I am using the Ranger package in R to create a classification model of text. However, when one of the variables is "none", I get the following error.
Error in intI(j, n = x@Dim[2], dn[[2]], give.dn = FALSE) :
index larger than maximal 5002
I also noticed that the variable "none" was not included in the model even though it was in the dataset.
I created a reproducible example
library(dplyr)
library(Matrix)
library(ranger)
Dataset <- tibble(
Y = sample(c(1,0), 1000, replace = T),
none = sample(c(1,0), 1000, replace = T),
None = sample(c(1,0), 1000, replace = T),
NONE = sample(c(1,0), 1000, replace = T))

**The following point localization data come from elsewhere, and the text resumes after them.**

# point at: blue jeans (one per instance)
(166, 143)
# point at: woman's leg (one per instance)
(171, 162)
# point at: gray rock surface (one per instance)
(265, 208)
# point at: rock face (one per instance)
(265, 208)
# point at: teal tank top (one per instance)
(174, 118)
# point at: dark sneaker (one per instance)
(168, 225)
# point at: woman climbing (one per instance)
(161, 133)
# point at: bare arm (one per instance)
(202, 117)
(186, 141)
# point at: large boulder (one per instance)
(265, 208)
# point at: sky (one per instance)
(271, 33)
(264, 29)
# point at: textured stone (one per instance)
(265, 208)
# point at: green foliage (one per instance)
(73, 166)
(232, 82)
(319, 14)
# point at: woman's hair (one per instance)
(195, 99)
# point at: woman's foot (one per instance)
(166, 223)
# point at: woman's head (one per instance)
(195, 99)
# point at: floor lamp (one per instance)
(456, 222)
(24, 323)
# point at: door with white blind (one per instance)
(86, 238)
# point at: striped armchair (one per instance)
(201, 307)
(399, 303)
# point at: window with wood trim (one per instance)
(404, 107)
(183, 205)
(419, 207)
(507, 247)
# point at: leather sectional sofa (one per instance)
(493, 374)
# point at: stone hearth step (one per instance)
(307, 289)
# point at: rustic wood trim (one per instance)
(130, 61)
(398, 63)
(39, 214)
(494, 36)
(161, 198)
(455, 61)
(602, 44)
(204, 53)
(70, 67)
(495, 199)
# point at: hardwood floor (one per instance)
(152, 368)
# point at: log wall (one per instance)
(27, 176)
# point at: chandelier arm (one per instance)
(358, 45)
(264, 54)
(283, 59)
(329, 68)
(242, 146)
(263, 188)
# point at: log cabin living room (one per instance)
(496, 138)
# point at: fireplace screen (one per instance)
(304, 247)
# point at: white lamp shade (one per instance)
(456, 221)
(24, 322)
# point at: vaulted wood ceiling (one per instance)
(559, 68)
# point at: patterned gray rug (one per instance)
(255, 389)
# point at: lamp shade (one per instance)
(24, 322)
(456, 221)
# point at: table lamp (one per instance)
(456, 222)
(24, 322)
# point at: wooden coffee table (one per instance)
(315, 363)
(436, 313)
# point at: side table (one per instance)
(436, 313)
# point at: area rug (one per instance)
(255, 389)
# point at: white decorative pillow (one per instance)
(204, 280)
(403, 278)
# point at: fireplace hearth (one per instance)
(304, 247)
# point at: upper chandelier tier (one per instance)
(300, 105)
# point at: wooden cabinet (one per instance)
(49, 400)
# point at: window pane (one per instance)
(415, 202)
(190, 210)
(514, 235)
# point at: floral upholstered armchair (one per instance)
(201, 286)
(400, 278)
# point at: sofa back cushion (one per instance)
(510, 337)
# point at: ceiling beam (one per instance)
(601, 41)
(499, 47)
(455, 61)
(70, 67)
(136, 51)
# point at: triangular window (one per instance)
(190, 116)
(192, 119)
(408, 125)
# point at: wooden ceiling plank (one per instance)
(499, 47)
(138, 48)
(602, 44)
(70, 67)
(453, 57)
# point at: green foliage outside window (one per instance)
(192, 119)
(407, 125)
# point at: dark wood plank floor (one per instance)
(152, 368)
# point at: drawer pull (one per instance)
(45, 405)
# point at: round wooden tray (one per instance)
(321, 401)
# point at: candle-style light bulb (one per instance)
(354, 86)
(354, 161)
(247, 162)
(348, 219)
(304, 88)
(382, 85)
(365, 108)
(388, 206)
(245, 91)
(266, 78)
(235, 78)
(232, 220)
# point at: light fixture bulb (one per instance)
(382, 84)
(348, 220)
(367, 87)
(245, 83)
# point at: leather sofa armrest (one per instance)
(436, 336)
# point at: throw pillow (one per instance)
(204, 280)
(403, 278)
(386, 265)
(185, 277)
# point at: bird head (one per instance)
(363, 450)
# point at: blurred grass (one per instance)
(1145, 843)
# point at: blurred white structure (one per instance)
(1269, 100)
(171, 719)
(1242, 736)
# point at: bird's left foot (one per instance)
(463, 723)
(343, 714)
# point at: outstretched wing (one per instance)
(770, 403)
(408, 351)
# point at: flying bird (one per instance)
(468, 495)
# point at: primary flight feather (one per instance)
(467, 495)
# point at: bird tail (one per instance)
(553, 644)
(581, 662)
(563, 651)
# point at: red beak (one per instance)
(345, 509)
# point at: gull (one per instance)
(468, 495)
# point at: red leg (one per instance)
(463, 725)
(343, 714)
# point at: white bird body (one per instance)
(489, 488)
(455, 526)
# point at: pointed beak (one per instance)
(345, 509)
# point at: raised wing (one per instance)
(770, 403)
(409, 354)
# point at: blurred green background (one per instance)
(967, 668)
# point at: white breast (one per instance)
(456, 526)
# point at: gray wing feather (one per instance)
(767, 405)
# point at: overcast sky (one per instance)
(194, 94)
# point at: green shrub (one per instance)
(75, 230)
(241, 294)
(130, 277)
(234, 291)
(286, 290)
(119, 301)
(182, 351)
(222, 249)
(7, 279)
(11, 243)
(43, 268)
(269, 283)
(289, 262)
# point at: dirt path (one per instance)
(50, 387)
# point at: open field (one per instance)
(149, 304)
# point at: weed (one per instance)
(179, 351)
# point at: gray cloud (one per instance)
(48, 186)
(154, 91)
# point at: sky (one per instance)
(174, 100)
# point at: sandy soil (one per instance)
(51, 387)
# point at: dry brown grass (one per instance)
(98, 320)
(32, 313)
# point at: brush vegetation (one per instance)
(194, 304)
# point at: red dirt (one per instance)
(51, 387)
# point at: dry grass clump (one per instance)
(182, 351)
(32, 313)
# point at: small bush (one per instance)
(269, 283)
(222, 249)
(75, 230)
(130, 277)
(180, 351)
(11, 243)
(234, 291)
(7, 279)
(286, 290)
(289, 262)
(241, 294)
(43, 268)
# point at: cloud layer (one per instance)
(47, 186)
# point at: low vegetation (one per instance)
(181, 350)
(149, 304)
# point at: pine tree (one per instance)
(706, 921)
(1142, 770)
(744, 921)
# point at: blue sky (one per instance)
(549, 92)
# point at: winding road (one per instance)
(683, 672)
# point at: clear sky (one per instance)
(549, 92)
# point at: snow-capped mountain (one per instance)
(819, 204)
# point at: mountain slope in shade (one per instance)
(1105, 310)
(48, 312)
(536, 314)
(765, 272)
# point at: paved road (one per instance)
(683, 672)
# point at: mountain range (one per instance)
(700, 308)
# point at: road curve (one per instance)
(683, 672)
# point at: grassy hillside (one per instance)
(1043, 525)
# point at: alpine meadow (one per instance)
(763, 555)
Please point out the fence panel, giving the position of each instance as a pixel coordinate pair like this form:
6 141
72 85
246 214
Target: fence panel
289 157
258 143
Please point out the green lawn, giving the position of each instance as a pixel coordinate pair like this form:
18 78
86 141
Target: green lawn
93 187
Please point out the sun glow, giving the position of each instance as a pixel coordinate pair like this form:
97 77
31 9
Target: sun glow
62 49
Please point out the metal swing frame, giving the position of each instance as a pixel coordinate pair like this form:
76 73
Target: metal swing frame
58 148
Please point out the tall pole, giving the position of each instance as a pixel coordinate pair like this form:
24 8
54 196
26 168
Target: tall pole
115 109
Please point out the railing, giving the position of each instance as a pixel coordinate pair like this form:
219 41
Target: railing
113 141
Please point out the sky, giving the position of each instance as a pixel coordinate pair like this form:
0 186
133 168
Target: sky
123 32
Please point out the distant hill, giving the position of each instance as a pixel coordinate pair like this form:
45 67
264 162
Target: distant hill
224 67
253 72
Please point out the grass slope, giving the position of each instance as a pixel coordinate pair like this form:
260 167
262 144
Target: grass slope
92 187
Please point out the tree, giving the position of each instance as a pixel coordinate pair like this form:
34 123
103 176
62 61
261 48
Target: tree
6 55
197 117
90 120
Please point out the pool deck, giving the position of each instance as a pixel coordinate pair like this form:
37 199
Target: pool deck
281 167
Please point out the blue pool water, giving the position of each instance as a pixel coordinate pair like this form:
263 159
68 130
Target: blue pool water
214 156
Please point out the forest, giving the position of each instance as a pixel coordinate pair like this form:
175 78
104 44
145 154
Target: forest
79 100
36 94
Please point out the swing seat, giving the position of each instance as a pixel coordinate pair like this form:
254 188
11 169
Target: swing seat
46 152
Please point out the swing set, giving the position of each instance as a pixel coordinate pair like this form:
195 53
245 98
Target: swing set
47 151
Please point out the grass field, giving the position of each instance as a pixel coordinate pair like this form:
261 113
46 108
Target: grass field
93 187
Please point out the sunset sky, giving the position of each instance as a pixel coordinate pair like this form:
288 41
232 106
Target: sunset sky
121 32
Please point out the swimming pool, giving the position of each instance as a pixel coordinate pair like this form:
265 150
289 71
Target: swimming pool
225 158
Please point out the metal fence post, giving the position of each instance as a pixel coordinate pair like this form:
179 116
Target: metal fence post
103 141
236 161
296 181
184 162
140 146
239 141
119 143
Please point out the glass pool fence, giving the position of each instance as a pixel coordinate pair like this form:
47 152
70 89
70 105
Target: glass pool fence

trainset <- sample(1:1000, 800)
Dataset2Train <- Dataset[trainset,] %>%
as.matrix() %>%
Matrix(., sparse = TRUE)
Dataset2Test <- Dataset[-trainset,] %>%
as.matrix() %>%
Matrix(., sparse = TRUE)
#Creates model with no messages
rf <- ranger(data = Dataset2Train,
dependent.variable.name = "Y",
classification = TRUE)
#Creates model with no messages
rf2 <- ranger(data = Dataset[trainset,],
dependent.variable.name = "Y",
classification = TRUE)
#produces error message
rf3 <- ranger(data = Dataset[trainset,] %>% setNames(c("Y", "w", "x", "z")),
dependent.variable.name = "Y",
classification = TRUE)
#does not include the none variable
rf$forest$independent.variable.names
rf2$forest$independent.variable.names
#crashes Rstudio
predict(rf, data = Dataset[-trainset,], type = "response", predict.all = T)
#creates a prediction
predict(rf2, data = Dataset[-trainset,], type = "response", predict.all = T)
The true dataset is properly sparse, and doesn't crash when I predict but returns the error message mentioned at the beginning of the question.
"none" is not a reserved word in R so why is this happening?
Fixed in ranger 0.10.6. Until the change is on CRAN, install via
devtools::install_github("imbs-hl/ranger")